Emergent Visual-Semantic Hierarchies in Image-Text Representations
Morris Alper, Hadar Averbuch-Elor
TL;DR
This work investigates whether pretrained vision–language models implicitly encode visual–semantic hierarchies and how to reveal and enhance this structure. It introduces Radial Embeddings (RE), a geometry-aligned probing and fine-tuning framework that uses an entailment root defined by the empty-string embedding and the exterior-angle measure $\Xi_{\mathbf{r}}(\cdot,\cdot)$ to capture hierarchical relationships. The authors pair RE with HierarCaps, a large four-tier caption hierarchy dataset (73K train, 1K test) to benchmark multimodal hierarchical understanding, and show zero-shot hierarchical knowledge in models like CLIP, with further gains from a text-only fine-tuning phase that preserves pretrained knowledge.
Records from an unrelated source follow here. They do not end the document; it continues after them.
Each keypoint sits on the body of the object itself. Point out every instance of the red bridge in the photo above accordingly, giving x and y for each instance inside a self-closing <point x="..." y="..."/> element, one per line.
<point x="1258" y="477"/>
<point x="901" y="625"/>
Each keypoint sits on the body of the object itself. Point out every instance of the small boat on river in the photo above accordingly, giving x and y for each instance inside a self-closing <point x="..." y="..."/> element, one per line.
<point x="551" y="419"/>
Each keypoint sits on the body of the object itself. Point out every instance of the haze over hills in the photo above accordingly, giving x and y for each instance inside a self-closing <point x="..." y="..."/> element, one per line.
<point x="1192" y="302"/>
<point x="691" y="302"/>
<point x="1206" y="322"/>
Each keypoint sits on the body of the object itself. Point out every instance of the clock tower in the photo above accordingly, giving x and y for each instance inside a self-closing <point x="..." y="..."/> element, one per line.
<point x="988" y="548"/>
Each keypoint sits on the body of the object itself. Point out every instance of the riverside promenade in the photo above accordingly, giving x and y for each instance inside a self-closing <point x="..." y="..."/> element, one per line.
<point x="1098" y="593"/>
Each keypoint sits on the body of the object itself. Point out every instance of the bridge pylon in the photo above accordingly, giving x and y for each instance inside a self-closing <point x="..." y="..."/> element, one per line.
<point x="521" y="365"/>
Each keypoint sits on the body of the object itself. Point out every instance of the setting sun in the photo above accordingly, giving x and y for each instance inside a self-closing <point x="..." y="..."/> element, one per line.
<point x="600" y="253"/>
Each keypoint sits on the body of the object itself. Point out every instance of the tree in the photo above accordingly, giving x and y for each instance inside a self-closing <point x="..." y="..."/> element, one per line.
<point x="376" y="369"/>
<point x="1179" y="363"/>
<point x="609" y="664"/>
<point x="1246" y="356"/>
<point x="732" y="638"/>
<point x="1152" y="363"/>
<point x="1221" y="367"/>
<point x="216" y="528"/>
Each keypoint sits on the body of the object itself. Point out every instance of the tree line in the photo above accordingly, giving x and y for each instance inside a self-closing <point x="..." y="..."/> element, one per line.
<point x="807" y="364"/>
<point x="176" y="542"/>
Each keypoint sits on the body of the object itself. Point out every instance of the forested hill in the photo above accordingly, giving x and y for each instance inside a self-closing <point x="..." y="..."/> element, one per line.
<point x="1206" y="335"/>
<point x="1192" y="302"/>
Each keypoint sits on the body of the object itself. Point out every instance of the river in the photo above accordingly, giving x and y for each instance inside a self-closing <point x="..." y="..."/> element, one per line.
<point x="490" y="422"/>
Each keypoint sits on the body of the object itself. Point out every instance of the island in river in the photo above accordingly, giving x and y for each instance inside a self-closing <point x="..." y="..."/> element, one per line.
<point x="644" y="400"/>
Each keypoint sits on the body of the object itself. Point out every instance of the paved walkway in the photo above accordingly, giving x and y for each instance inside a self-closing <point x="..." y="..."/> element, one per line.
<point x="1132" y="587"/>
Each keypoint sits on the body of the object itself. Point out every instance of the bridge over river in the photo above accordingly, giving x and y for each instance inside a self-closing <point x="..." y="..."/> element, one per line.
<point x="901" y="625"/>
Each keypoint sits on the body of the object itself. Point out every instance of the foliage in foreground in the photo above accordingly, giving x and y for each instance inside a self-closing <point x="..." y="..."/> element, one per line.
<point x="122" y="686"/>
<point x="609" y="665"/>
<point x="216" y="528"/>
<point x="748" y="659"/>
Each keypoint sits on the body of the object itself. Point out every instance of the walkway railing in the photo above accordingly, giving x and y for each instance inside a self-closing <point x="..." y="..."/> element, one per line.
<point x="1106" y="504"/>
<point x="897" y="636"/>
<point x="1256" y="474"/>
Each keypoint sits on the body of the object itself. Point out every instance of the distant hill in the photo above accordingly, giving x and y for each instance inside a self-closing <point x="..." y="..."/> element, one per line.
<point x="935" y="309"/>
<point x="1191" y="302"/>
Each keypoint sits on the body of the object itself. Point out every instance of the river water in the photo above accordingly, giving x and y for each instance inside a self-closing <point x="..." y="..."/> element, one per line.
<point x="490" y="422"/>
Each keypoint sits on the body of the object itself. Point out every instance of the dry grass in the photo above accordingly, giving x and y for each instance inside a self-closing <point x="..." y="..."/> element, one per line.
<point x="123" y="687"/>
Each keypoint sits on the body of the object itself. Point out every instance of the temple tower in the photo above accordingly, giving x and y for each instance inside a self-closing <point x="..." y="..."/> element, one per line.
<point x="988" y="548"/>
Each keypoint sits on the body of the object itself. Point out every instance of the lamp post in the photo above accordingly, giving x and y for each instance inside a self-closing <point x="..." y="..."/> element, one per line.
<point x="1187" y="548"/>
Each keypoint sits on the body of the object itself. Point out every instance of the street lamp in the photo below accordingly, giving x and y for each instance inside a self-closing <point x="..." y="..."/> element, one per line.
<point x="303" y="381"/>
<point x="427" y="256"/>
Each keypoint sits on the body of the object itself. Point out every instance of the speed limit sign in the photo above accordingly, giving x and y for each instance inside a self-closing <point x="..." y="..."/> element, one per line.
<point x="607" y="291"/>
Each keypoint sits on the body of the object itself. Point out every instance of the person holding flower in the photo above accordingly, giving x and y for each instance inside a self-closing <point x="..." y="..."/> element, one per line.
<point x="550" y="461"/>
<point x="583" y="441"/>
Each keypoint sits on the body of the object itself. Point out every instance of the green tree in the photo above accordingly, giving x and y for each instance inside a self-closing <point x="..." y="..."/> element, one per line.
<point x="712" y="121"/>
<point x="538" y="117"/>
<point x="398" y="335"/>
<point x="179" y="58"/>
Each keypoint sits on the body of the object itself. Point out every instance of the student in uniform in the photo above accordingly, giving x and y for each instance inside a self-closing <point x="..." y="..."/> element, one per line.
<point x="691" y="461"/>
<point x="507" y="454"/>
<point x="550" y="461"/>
Across analyses on HierarCaps and external lexical/hierarchical benchmarks, RE-based fine-tuning improves hierarchical metrics while largely leaving standard cross-modal retrieval performance intact, highlighting practical gains in hierarchical reasoning without retraining from scratch.
Abstract
While recent vision-and-language models (VLMs) like CLIP are a powerful tool for analyzing text and images in a shared semantic space, they do not explicitly model the hierarchical nature of the set of texts which may describe an image. Conversely, existing multimodal hierarchical representation learning methods require costly training from scratch, failing to leverage the knowledge encoded by state-of-the-art multimodal foundation models. In this work, we study the knowledge of existing foundation models, finding that they exhibit emergent understanding of visual-semantic hierarchies despite not being directly trained for this purpose. We propose the Radial Embedding (RE) framework for probing and optimizing hierarchical understanding, and contribute the HierarCaps dataset, a benchmark facilitating the study of hierarchical knowledge in image--text representations, constructed automatically via large language models. Our results show that foundation VLMs exhibit zero-shot hierarchical understanding, surpassing the performance of prior models explicitly designed for this purpose. Furthermore, we show that foundation models may be better aligned to hierarchical reasoning via a text-only fine-tuning phase, while retaining pretraining knowledge.